Block party to offer racial mixer theme Korean ministry offers fellowship, food to black neighborhood

October 08, 1998|By Amy Oakes | Amy Oakes,SUN STAFF

Seven years ago, Myong Kim went driving around Baltimore in search of the city's worst-looking street. It didn't take long for the Korean businessman to find the 1800 block of N. Castle St., littered with shattered bottles and discarded needles.

Kim's mission in East Baltimore had found a launching pad.

Since then, Kim and other Koreans from his Jubilee Praise and Worship Ministries in Towson have visited mostly black neighborhoods to clean up, enjoy fellowship with residents, and foster better relations in a city often scarred by friction between the two groups. The ministry, which has about 20 members, will be holding its third block party in East Baltimore at noon Oct. 24.

For three hours, residents of the 1100 block of Rutland Ave. can enjoy live gospel music, eat hot dogs and meet with about 150 volunteers from the ministry and New Covenant Fellowship, a Christian Korean church in Rockville.
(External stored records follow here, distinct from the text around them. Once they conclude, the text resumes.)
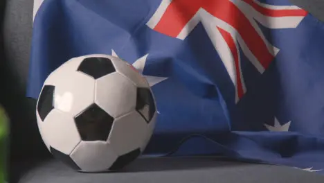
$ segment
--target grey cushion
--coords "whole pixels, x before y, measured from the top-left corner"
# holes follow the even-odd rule
[[[231,162],[216,157],[138,159],[123,172],[105,173],[76,172],[57,160],[51,159],[28,168],[21,176],[19,183],[324,182],[323,175],[294,168]]]

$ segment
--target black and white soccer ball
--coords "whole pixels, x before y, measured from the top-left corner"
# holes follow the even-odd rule
[[[84,172],[116,171],[133,162],[156,117],[146,79],[125,61],[98,54],[72,58],[53,71],[36,114],[48,150]]]

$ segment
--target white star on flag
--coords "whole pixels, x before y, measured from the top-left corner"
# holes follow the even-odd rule
[[[118,57],[117,53],[114,50],[111,50],[111,55],[115,57]],[[147,58],[148,54],[145,55],[144,56],[137,59],[135,62],[133,63],[134,67],[135,67],[138,71],[143,74],[143,71],[144,71],[144,67],[145,67],[146,58]],[[154,85],[168,79],[168,78],[164,77],[159,77],[159,76],[146,76],[143,74],[146,80],[147,80],[150,87],[153,87]]]
[[[322,171],[321,169],[321,170],[314,170],[313,167],[309,167],[309,168],[297,168],[297,167],[295,167],[295,168],[297,168],[297,169],[300,169],[300,170],[305,171],[308,171],[308,172],[317,172],[317,171]]]
[[[264,126],[269,130],[272,132],[288,132],[290,123],[291,121],[288,121],[285,124],[281,125],[278,121],[277,118],[275,117],[273,125],[269,125],[268,124],[264,124]]]

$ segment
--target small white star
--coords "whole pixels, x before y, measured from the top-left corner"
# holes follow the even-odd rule
[[[284,125],[281,125],[278,121],[277,118],[275,117],[273,125],[269,125],[268,124],[264,124],[264,126],[269,130],[272,132],[288,132],[290,123],[291,121],[288,121]]]
[[[117,55],[117,53],[114,50],[111,50],[111,55],[115,56],[115,57],[118,57]],[[148,54],[145,55],[144,56],[137,59],[135,62],[133,63],[133,66],[136,68],[137,70],[140,73],[143,74],[143,71],[144,71],[144,67],[145,67],[145,62],[146,62],[146,58],[147,58]],[[146,76],[146,75],[143,75],[146,80],[147,80],[147,82],[150,85],[150,87],[153,87],[154,85],[168,79],[168,78],[165,77],[158,77],[158,76]]]
[[[321,170],[314,170],[313,167],[309,167],[309,168],[300,168],[296,167],[296,168],[298,168],[298,169],[300,169],[300,170],[302,170],[302,171],[308,171],[308,172],[317,172],[317,171],[322,171],[321,169]]]

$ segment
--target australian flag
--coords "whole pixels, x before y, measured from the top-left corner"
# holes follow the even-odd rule
[[[324,173],[324,24],[288,0],[46,0],[27,95],[71,58],[120,57],[146,77],[145,154],[222,155]]]

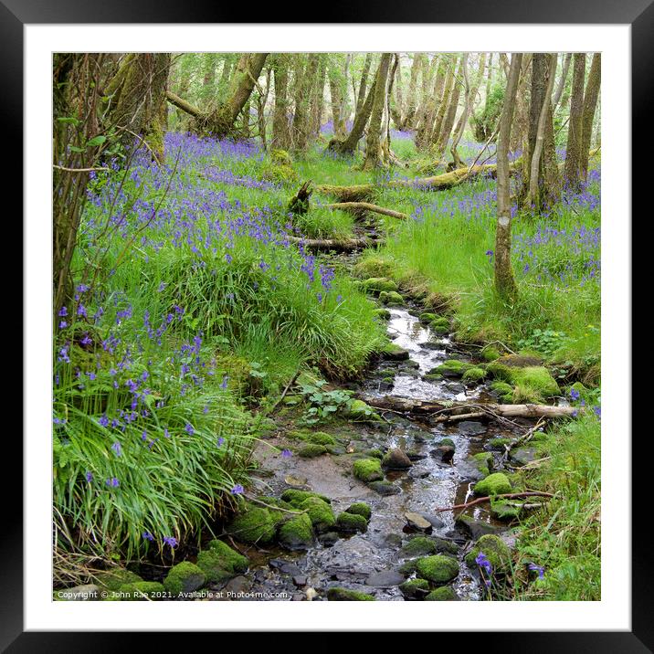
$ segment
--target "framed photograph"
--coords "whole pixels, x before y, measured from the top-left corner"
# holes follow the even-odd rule
[[[368,8],[3,0],[26,281],[8,651],[651,650],[630,216],[654,9]]]

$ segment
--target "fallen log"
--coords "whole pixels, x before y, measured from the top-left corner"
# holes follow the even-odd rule
[[[309,249],[335,252],[352,252],[372,248],[379,243],[378,239],[374,238],[299,238],[298,237],[286,237],[286,238],[290,243],[303,245]]]
[[[445,509],[436,509],[437,513],[442,513],[444,511],[455,511],[456,509],[468,509],[475,504],[481,504],[485,501],[490,501],[490,500],[497,500],[502,498],[504,500],[522,500],[527,497],[554,497],[551,492],[541,492],[540,490],[529,490],[527,492],[508,492],[501,493],[500,495],[493,495],[490,497],[480,497],[472,501],[467,501],[465,504],[455,504],[454,506],[448,506]]]
[[[446,405],[390,396],[384,397],[362,396],[361,399],[374,408],[422,415],[449,413],[452,416],[459,417],[459,419],[463,419],[464,417],[471,417],[473,415],[475,417],[480,417],[482,415],[490,417],[494,416],[500,417],[573,417],[581,410],[575,406],[553,406],[551,405],[498,405],[472,402]]]
[[[409,217],[406,214],[394,211],[393,209],[386,209],[377,205],[371,205],[369,202],[336,202],[332,205],[325,205],[325,206],[329,209],[342,209],[343,211],[352,211],[353,213],[371,211],[374,214],[381,214],[382,216],[390,216],[392,218],[398,218],[399,220],[408,220]]]

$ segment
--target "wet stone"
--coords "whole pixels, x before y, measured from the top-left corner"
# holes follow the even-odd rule
[[[475,420],[463,420],[459,423],[459,431],[464,436],[479,436],[487,431],[484,424]]]

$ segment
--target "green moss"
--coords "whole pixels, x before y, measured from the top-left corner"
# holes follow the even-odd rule
[[[486,376],[486,371],[483,368],[469,368],[463,373],[463,381],[479,382]]]
[[[307,512],[311,524],[319,533],[329,532],[330,528],[336,524],[332,507],[319,497],[308,497],[299,508]]]
[[[406,598],[422,597],[429,592],[429,582],[427,579],[409,579],[400,584],[399,589]]]
[[[351,402],[348,406],[347,416],[353,420],[382,421],[382,418],[377,415],[374,409],[366,405],[364,400],[353,400]]]
[[[394,270],[393,261],[381,257],[368,257],[359,261],[354,266],[353,272],[360,280],[366,280],[371,277],[390,277]]]
[[[156,581],[137,581],[135,584],[125,584],[124,585],[121,585],[118,590],[121,594],[127,595],[127,597],[121,597],[120,599],[128,599],[142,602],[147,602],[148,598],[154,600],[160,599],[163,596],[162,595],[159,595],[158,597],[153,596],[155,594],[165,592],[164,585]]]
[[[442,585],[452,581],[459,575],[459,564],[451,556],[434,554],[418,559],[416,570],[424,579]]]
[[[332,503],[332,500],[328,498],[326,495],[321,495],[320,493],[313,492],[312,490],[298,490],[296,489],[287,489],[284,490],[284,492],[281,493],[281,499],[284,501],[288,501],[289,504],[295,507],[296,509],[299,509],[301,503],[310,497],[317,497],[322,501],[327,502],[328,504]]]
[[[436,552],[436,543],[427,536],[416,536],[402,547],[402,554],[408,556],[424,556]]]
[[[248,570],[249,561],[247,556],[239,554],[227,543],[214,540],[208,549],[197,555],[197,566],[206,575],[206,580],[218,582]]]
[[[358,590],[348,590],[340,586],[333,586],[327,591],[327,599],[330,602],[364,602],[374,601],[374,597],[367,593]]]
[[[315,443],[305,445],[303,448],[301,448],[298,452],[298,455],[302,459],[313,459],[314,457],[320,457],[321,454],[327,454],[327,448],[325,448],[324,445],[317,445]]]
[[[457,594],[448,585],[441,585],[425,597],[427,602],[454,602],[458,599]]]
[[[99,573],[96,575],[98,585],[107,590],[118,590],[126,584],[136,584],[142,579],[135,573],[125,570],[125,568],[113,568],[106,572]]]
[[[359,459],[353,465],[354,477],[362,481],[375,481],[384,479],[382,463],[378,459]]]
[[[343,512],[336,518],[336,527],[339,532],[365,532],[368,521],[363,515]]]
[[[363,515],[366,521],[369,521],[373,514],[370,507],[364,501],[356,501],[353,504],[351,504],[347,509],[345,509],[345,512],[353,513],[354,515]]]
[[[492,533],[481,536],[473,548],[466,554],[466,564],[472,569],[478,567],[475,559],[483,553],[490,562],[493,575],[506,574],[511,570],[511,551],[504,541]]]
[[[476,495],[501,495],[511,492],[511,481],[503,472],[493,472],[475,484]]]
[[[313,529],[307,513],[287,520],[280,527],[280,544],[290,550],[306,550],[313,543]]]
[[[363,288],[368,292],[372,290],[380,293],[383,290],[397,290],[397,284],[384,277],[371,277],[364,281]]]
[[[205,585],[206,576],[195,564],[183,561],[174,565],[164,580],[165,589],[174,596],[180,593],[192,593]]]
[[[278,522],[278,517],[268,509],[248,504],[243,512],[234,518],[227,530],[243,543],[265,544],[275,538]]]
[[[522,357],[520,361],[525,359],[526,357]],[[527,361],[531,362],[532,359]],[[542,365],[519,367],[514,364],[517,363],[516,360],[513,360],[511,365],[506,362],[507,357],[502,356],[497,361],[490,362],[487,369],[497,379],[516,386],[513,396],[516,401],[519,401],[517,398],[520,397],[523,400],[540,402],[561,393],[556,380],[547,368]]]
[[[389,306],[401,306],[404,304],[404,298],[396,290],[383,290],[379,293],[379,301]]]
About eight Korean dry cleaners have offered to donate clothes to be given away during the party.

"The black residents don't have many chances to be around Koreans, only at grocery stores," Kim said. "This is a different opportunity; we can talk and understand each other, not through business, but through fellowship."
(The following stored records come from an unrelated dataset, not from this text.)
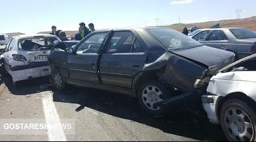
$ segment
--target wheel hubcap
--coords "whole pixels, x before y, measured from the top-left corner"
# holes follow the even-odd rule
[[[225,112],[224,127],[234,141],[250,141],[255,135],[250,119],[238,108],[230,108]]]
[[[58,88],[60,88],[62,86],[62,76],[58,72],[56,72],[54,75],[54,84]]]
[[[151,110],[158,110],[160,107],[154,106],[153,104],[162,101],[162,93],[156,86],[148,86],[146,87],[142,92],[142,100],[144,105]]]

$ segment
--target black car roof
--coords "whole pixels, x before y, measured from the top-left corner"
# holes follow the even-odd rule
[[[100,29],[94,32],[105,32],[105,31],[110,31],[112,30],[132,30],[134,29],[162,29],[166,28],[168,29],[168,28],[166,27],[133,27],[133,28],[112,28],[112,29]]]

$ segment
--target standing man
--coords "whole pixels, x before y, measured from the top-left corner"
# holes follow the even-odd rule
[[[50,32],[49,34],[55,35],[55,32],[56,31],[56,26],[54,25],[53,25],[52,26],[52,32]]]
[[[86,24],[84,22],[80,22],[79,24],[80,27],[82,28],[82,39],[90,33],[90,31],[86,27]]]
[[[92,32],[94,32],[95,31],[95,29],[94,28],[94,25],[92,23],[90,23],[88,26],[89,26],[89,28],[90,29]]]
[[[80,27],[78,29],[78,33],[76,34],[74,36],[74,40],[82,40],[82,28]]]

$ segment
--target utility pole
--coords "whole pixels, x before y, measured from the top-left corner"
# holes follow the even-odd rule
[[[158,26],[158,22],[159,21],[159,18],[155,18],[154,21],[156,21],[156,26]]]
[[[236,9],[234,11],[236,13],[236,18],[240,19],[240,14],[241,14],[241,12],[242,12],[242,10],[241,9]]]

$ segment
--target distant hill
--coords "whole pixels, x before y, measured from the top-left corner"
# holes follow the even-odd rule
[[[8,37],[12,37],[14,36],[16,36],[16,35],[25,34],[24,33],[21,33],[21,32],[6,33],[6,34],[7,34],[7,35],[8,35]]]
[[[218,23],[220,23],[220,27],[245,27],[256,31],[256,16],[239,19],[222,20],[190,24],[174,24],[161,27],[168,27],[181,32],[183,30],[184,27],[189,28],[193,26],[196,26],[206,28],[210,28]]]
[[[78,31],[72,31],[72,30],[66,31],[65,30],[64,31],[66,33],[66,35],[72,36],[74,37],[74,35],[76,35],[76,34],[78,33]],[[42,32],[40,32],[38,33],[48,34],[50,32],[50,31],[42,31]]]

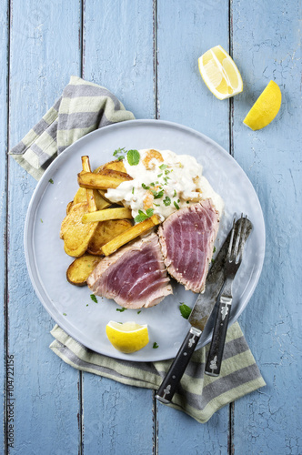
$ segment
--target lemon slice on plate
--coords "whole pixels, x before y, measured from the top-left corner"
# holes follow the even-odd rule
[[[207,88],[218,99],[234,96],[243,90],[238,68],[227,52],[216,46],[198,58],[198,67]]]
[[[121,324],[110,320],[106,326],[106,333],[112,346],[125,354],[142,349],[149,342],[147,326],[140,326],[136,322]]]
[[[279,112],[281,90],[276,82],[270,81],[264,89],[243,123],[254,131],[267,126]]]

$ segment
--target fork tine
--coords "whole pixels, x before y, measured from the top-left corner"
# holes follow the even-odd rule
[[[240,244],[239,244],[239,251],[238,251],[239,259],[241,259],[243,248],[244,248],[245,244],[246,244],[246,235],[247,235],[247,215],[243,217],[242,224],[243,224],[243,232],[240,236]]]
[[[239,224],[238,231],[237,231],[237,236],[236,236],[235,248],[234,248],[234,254],[233,254],[234,260],[236,260],[237,257],[238,256],[238,247],[239,247],[239,240],[241,238],[242,222],[243,222],[243,213],[241,214],[240,222],[238,223]]]
[[[235,233],[235,224],[236,224],[236,217],[234,217],[234,219],[233,219],[233,228],[232,228],[232,232],[231,232],[231,238],[229,239],[229,244],[228,244],[228,249],[227,249],[227,255],[226,255],[226,259],[228,259],[228,260],[230,259],[231,253],[232,253],[234,233]]]

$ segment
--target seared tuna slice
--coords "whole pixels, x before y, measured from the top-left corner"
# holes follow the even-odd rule
[[[186,289],[205,288],[218,223],[211,199],[205,199],[174,212],[158,229],[167,271]]]
[[[153,307],[173,293],[156,234],[104,258],[87,284],[94,294],[127,308]]]

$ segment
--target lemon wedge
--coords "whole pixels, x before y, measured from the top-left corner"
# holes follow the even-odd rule
[[[106,326],[106,333],[112,346],[125,354],[142,349],[149,342],[147,326],[136,322],[120,324],[110,320]]]
[[[279,86],[276,82],[270,81],[247,113],[243,123],[254,131],[267,126],[279,112],[281,98]]]
[[[199,72],[207,88],[218,99],[234,96],[243,90],[243,83],[234,60],[216,46],[198,58]]]

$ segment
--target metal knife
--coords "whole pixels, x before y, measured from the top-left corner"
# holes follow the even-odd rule
[[[239,221],[239,220],[238,220]],[[237,224],[238,221],[236,223]],[[247,238],[252,228],[252,224],[247,226]],[[169,403],[176,390],[177,385],[183,377],[187,364],[195,351],[199,339],[205,329],[206,322],[217,301],[218,296],[225,282],[224,265],[227,253],[228,244],[231,237],[229,232],[226,239],[221,247],[213,266],[207,275],[206,281],[206,289],[203,294],[199,294],[193,307],[188,322],[191,329],[181,345],[176,357],[175,358],[168,372],[161,383],[156,399],[163,403]]]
Not everyone welcomed the initiative, and some community leaders suggested that Kim should have reached out to them first.

Shanette Curtis, 14, who lives on Rutland Avenue, said the block party might give people something to do, but it won't make any significant changes. "There have been block parties around here before, and it's still the same," she said, pointing to the boarded-up rowhouses and littered sidewalks.
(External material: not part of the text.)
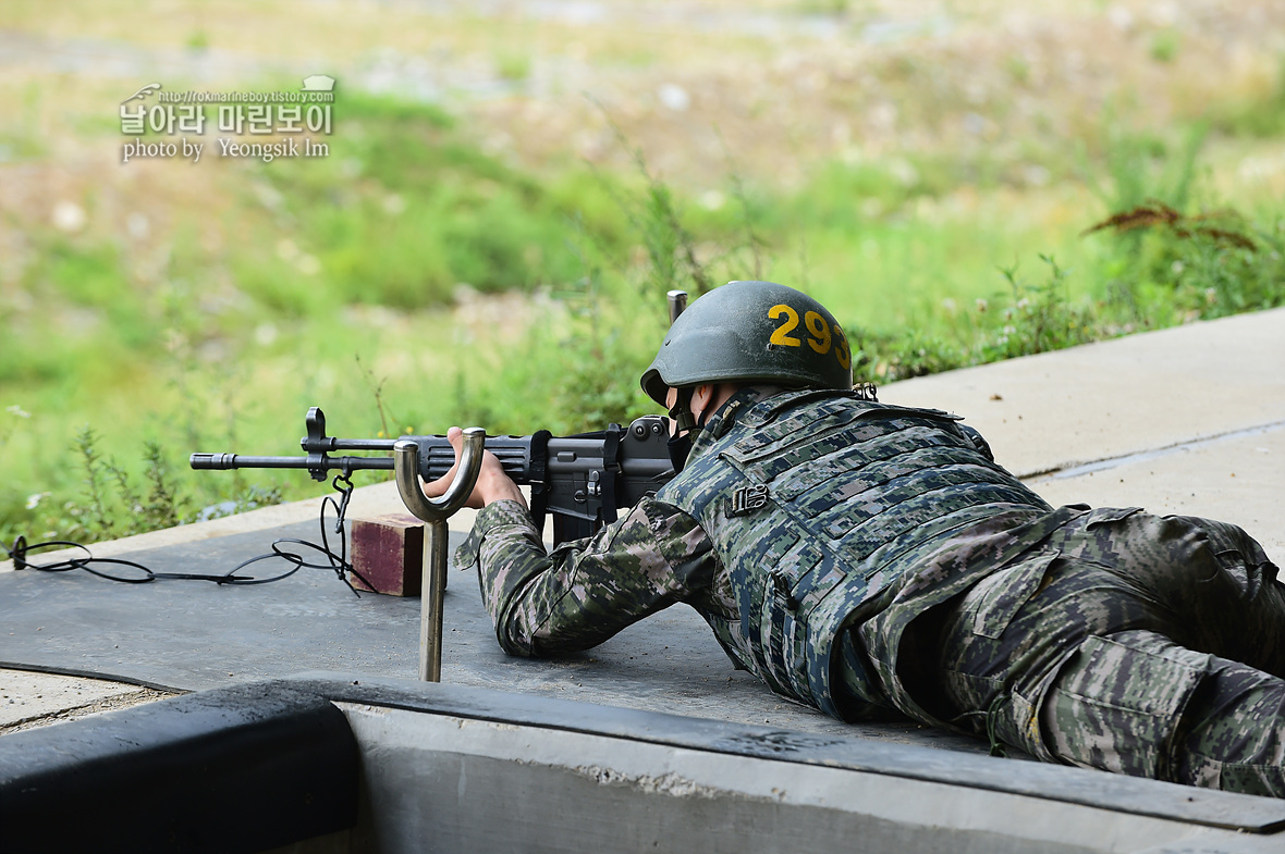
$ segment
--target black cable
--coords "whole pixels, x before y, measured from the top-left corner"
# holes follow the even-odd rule
[[[123,560],[120,557],[94,557],[93,552],[90,552],[90,550],[86,546],[68,539],[50,539],[42,543],[28,545],[26,537],[18,537],[13,543],[13,548],[9,548],[4,543],[0,543],[0,548],[4,548],[5,552],[9,553],[9,557],[13,559],[14,569],[35,569],[42,573],[66,573],[72,569],[84,569],[86,573],[90,573],[91,575],[98,575],[99,578],[105,578],[112,582],[121,582],[123,584],[146,584],[149,582],[154,582],[161,578],[215,582],[216,584],[269,584],[271,582],[279,582],[283,578],[289,578],[290,575],[293,575],[294,573],[299,571],[303,568],[332,569],[334,570],[334,574],[339,577],[339,580],[342,580],[344,584],[348,586],[348,589],[352,591],[352,595],[356,596],[357,598],[361,598],[361,593],[359,593],[357,588],[355,588],[352,583],[348,580],[347,574],[352,573],[353,575],[357,577],[359,580],[361,580],[362,584],[365,584],[370,589],[374,589],[374,586],[369,580],[366,580],[361,575],[361,573],[359,573],[352,566],[351,562],[348,562],[348,534],[343,529],[343,520],[344,515],[348,511],[348,498],[352,497],[352,480],[350,478],[350,473],[337,474],[330,485],[334,487],[334,489],[343,497],[341,498],[341,501],[335,502],[334,496],[326,496],[325,500],[321,502],[321,514],[319,519],[319,523],[321,525],[320,546],[316,543],[310,543],[306,539],[281,537],[272,542],[272,551],[263,555],[257,555],[256,557],[251,557],[249,560],[244,560],[240,564],[236,564],[236,566],[233,566],[229,571],[224,573],[222,575],[200,574],[200,573],[154,573],[143,564],[139,564],[132,560]],[[339,534],[338,553],[330,548],[330,538],[326,536],[325,514],[328,507],[334,509],[335,514],[334,533]],[[326,562],[323,564],[323,562],[306,561],[301,555],[285,551],[281,547],[283,543],[303,546],[305,548],[311,548],[316,552],[320,552],[326,559]],[[30,560],[27,560],[28,555],[31,555],[35,550],[51,548],[54,546],[78,548],[82,552],[85,552],[85,556],[68,557],[66,560],[54,561],[51,564],[32,564]],[[271,560],[274,557],[280,557],[281,560],[293,564],[293,568],[285,573],[281,573],[280,575],[272,575],[270,578],[254,578],[253,575],[236,574],[239,570],[249,566],[251,564],[257,564],[263,560]],[[134,570],[137,570],[137,573],[140,574],[113,575],[112,573],[96,569],[104,564],[113,564],[116,566],[128,566]]]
Lucille Gorham, director of the Middle East Community Organization, which covers the area bordered by Broadway, Patterson Park Avenue, Madison Street and Biddle Street, said residents seem to be in favor of the block party, but she wishes Kim had worked with her organization to plan the festivities. With more notice, Gorham said she would have tried to get local churches more involved.

"There's no communication between the services Mr. Kim renders and the churches," she said.

Kim said he would contact pastors before the block party. It would be up to them to carry on the fellowship he starts, he said.

The Rev. Melvin Tuggle, head of Clergy United for Renewal in East Baltimore (CURE), said the block party would be more effective had the Korean ministry worked with his organization. Because CURE knows the community better, Tuggle said, it could have made sure the resources were distributed to those who needed them, rather than a free-for-all.

"Their intentions are good, but their process isn't the right way to do it," Tuggle said.

Kim said the block party would cost the ministry about $4,500, excluding the clothing. "We believe this is the best way and the only way to help people," he said.

Kim said the ministry held a block party May 30 on the 1800 block of N. Castle St., along with several other groups, and another there seven years ago. In May, Kim said, about 1,000 people showed up.

Theresa Oliver, who lives on that block, said many of her neighbors took part in the festivities. "It was nicely done, and I'm quite sure the people they helped appreciate it," she said.

To make sure the Korean ministry would be welcome in the predominantly African-American neighborhood, Maj. James Hawkins, commander of the Police Department's Eastern District, said police polled area residents.

"It was unanimous, they were in favor of it," he said.

Mike Miller, who lives on Rutland Avenue and works at night, said he thinks the block party is a good idea, although the festivities may keep him awake. The party, he said, will give children something good to do.

Sgt. Marvin Froneberger, community relations officer with the Eastern District, said the event promises to be socially fruitful.

"The more fellowship there is between the Korean community and the African-American community, the more they will understand one another."